In comparison, the genetic codes of two typical humans are only 0.1 percent different. On the other hand, the difference is 10 percent for mice vs. rats, and 60 percent for humans vs. mice.

Darwin's claim confirmed
Researchers said the chimp/human comparison served as the most dramatic confirmation yet of Charles Darwin's claim in 1871 that humans and chimpanzees had a common ancestor. Today, scientists believe that the most recent common ancestor lived 6 million years ago.

"I couldn't imagine Darwin hoping for a stronger confirmation of his ideas than when we see the comparison of the human and chimpanzee genome," Waterston told reporters during a Washington news conference.

The researchers also used the chimp genome as a new reference point for judging how rapidly various areas of genetic code have changed: Waterston said it appeared that genes linked to the wiring of the nervous system and the perception of sound changed particularly quickly in primates, compared with other mammals.

As for genetic changes that are peculiar to humans, the "most intriguing" one involves transcription factors, the proteins responsible for controlling the expression of other genes, Waterston said. Scientists believe that tweaks in transcription factors may spark rapid evolutionary change, even though the genes they control are relatively unchanged — just as the same classical melody can sound dramatically different when given a jazz interpretation.

How has the brain changed?
A separate study, published by Science, looked at how genes were expressed in the brain, heart, liver, kidney and testes of chimpanzees and humans. That study found that the brain showed the least differences between species, while the liver showed the most.

Those findings may seem to go against the idea that brain development was crucial to the emergence of modern humans, but the senior author behind that study, Svante Paabo of the Max Planck Institute for Evolutionary Anthropology in Germany, told MSNBC.com that the results were in line with evolutionary theory. He said the coding for the brain is complex and highly constrained — meaning that too much change would impair brain activity — while the coding for a "simple" organ such as the liver could vary more without having a negative impact.

"However, even given these constraints, we see that something special have gone on with the function of the brain in human ancestors," Paabo said in an e-mail message, "since if we compare how much change occurred in human ancestors versus in chimp ancestors, more change happened in our ancestors than in the ancestors of the chimps in genes expressed in the brain."

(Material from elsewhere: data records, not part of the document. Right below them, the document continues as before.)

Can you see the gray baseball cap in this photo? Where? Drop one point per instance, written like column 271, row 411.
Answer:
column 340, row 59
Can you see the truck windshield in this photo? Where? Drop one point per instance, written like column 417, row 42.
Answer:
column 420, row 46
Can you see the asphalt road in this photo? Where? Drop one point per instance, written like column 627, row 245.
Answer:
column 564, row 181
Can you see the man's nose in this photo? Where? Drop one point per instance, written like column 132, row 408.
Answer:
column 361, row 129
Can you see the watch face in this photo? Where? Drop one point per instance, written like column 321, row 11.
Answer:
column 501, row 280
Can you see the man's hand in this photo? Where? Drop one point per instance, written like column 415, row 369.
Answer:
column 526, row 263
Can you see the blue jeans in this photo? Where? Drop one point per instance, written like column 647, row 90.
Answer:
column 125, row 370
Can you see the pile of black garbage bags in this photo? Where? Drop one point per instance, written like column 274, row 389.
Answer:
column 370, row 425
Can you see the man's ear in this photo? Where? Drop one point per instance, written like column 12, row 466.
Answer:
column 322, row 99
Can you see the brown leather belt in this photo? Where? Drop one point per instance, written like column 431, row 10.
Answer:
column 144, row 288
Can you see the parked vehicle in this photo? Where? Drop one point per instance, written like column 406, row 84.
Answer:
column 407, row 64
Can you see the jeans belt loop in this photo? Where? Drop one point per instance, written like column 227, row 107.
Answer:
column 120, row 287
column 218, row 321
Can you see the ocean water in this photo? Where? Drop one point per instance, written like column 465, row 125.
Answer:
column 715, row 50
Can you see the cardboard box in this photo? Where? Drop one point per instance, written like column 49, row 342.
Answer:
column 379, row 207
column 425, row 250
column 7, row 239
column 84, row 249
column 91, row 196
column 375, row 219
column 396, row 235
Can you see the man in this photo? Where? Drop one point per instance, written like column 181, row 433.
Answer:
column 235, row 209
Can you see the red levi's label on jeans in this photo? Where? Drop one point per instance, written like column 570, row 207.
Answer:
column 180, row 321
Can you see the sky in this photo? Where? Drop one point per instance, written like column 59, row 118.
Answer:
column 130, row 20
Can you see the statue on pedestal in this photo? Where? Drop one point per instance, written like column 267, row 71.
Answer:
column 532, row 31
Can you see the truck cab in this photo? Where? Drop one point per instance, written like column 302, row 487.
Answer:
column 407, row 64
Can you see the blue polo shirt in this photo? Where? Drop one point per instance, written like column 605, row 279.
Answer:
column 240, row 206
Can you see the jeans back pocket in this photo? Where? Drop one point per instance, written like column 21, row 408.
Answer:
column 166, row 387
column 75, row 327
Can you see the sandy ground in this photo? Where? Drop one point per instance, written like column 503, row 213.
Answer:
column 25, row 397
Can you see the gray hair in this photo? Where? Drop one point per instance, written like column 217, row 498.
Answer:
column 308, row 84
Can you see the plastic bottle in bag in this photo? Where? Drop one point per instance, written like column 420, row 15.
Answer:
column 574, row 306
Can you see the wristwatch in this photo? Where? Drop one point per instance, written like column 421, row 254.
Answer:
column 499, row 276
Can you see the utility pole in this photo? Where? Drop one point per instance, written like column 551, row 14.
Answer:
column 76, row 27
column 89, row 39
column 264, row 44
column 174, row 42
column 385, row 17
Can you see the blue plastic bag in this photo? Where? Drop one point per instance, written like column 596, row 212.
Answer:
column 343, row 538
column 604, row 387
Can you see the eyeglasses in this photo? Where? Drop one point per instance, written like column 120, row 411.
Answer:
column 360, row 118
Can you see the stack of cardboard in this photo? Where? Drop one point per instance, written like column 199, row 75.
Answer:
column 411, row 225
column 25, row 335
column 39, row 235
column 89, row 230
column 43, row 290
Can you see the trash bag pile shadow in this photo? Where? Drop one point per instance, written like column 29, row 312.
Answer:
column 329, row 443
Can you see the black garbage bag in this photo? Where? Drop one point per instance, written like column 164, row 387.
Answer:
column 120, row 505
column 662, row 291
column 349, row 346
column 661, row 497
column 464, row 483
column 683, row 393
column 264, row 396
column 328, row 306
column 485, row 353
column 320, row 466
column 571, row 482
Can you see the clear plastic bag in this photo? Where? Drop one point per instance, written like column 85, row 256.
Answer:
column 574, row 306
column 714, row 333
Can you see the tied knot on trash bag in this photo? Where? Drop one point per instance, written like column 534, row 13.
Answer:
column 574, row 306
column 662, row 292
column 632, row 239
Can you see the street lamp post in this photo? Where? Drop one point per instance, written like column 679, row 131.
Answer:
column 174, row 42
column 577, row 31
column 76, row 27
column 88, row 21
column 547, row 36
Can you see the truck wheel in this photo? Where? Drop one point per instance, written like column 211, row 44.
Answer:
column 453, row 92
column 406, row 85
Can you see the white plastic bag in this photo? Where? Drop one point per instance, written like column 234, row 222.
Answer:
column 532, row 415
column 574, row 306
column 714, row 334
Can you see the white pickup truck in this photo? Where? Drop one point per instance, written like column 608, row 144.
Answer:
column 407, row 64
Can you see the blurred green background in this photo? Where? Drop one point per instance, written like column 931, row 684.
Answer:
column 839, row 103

Paabo is well-known for his study of the FOXP2 gene, the "language gene," and he said that further analyses of the chimpanzee genome were likely to turn up additional genes that are responsible for characteristics peculiar to humans.

Broader perspectives
For his part, Waterston said the genome analysis brought a broader perspective to the question of what makes us so different from chimpanzees.

"You have to think about it the other way: Are we really as different from chimps as we think? And I think the basic conclusion has to be that we are not," he told MSNBC.com. "What we see as profound differences are actually somewhat superficial: We walk upright and they don't. We have less hair and they have more. We have more complicated brains. These are fine tuning. ... The challenge will be to figure out what the critical differences are."

He also said the studies should change the way we look at chimps as well as the way we look at humans.

"Chimps in the wild have to be a concern," he said. "The environment is being degraded and encroached upon greatly, and chimps are extremely threatened in the wild. To watch this happen to something that's so similar to us has to be a concern."